Stunning Saladyga landscapes showing in Fairfield
11 Unquowa Rd., Fairfield, (203) 292-8328
Gerald Saladyga: Landscapes in Transition
Florence Zolan: Back and Forth
Through Apr. 30, 2011.
Landscapes in Transition is a stunning show of recent paintings by Gerald Saladyga. This show is evidence that his work continues to evolve, becoming ever more complex and rich with symbolism, allusion and social comment.
I have to admit that my initial reaction to these developments in Saladyga's style was to be concerned that perhaps his compositions were becoming too busy. It was a reaction I kept to myself and I'm glad I did because it allowed me time to fully digest these new ideas.
As I've written before, Saladyga is influenced and inspired by star charts, maps of war zones and the view from airplanes.
These are, in fact, meta-landscapes—stylized representations of mountains, starry skies, forests, seas. But the meta part comes in with Saladyga's commentary on the literal and metaphorical wars being waged against the landscape. Oil derricks, submarines, bombers, fighter jets, nuke plants, bulldozers. Comic book-like explosions rend the sky and bulbous plumes of radioactive steam belch from reactor cooling towers.
Against this imagery are arrayed signifiers of the forces of nature in retreat: silhouettes of birds, bears, marine mammals.

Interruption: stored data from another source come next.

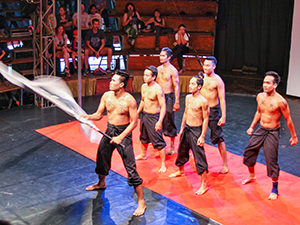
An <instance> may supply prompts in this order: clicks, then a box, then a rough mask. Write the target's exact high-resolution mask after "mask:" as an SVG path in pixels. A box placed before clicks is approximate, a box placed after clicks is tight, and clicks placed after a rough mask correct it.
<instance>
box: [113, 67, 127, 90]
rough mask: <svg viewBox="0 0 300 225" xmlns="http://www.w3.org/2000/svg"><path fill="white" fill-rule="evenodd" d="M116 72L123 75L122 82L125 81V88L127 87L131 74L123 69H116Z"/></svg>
mask: <svg viewBox="0 0 300 225" xmlns="http://www.w3.org/2000/svg"><path fill="white" fill-rule="evenodd" d="M115 74H116V75H119V76H121V79H120V82H121V83H124V88H126V86H127V83H128V80H129V74H128V73H127V72H126V71H122V70H116V71H115Z"/></svg>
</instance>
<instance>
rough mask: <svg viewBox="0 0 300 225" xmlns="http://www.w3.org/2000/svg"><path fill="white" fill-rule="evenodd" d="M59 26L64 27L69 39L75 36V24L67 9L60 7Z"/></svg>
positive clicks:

And, perhaps hinting at our own mad dash toward suicidal extinction, the vision of war in the painting "Everything That Rises" is flanked by silhouettes sauropod and pterodactyl dinosaurs.
The human presence, when it appears at all, is represented by cartoon faces observing the mayhem in frozen, wide-eyed, mouth agape amazement and disbelief.
All this intellectual energy and social commentary is undergirded by superb draftsmanship, complex yet readable design and Saladyga's mastery of his own approach to using latex paints.
Also on display at Art/Place are a series of prints and collages by Florence Zolan called Back and Forth. Although in a separate room from the exhibit of Saladyga's paintings, it's a complementary show. Saladyga's compositions have an almost collage-like aesthetic. A few of Zolan's collages with mixed media include maps and some of the forms in her prints resemble forms found as recurring motifs in Saladyga's paintings.
But where Saladyga's paintings are brash and apocalyptic—albeit engagingly so—Zolan's works are quieter and meditative. According to her artist statement, Zolan enjoys the play of different contrasting elements and it shows in her work.
In "Spaces," "Spaces II," "The Space Within" and "Soft Spaces"—smaller works combining print, collage and pastels—mottled print inks and softly contoured shapes abut solid color cut paper. The collage "Fan Fare" is an energetic work that appears to nod to Dada and Suprematism.
These shows are up through this Saturday.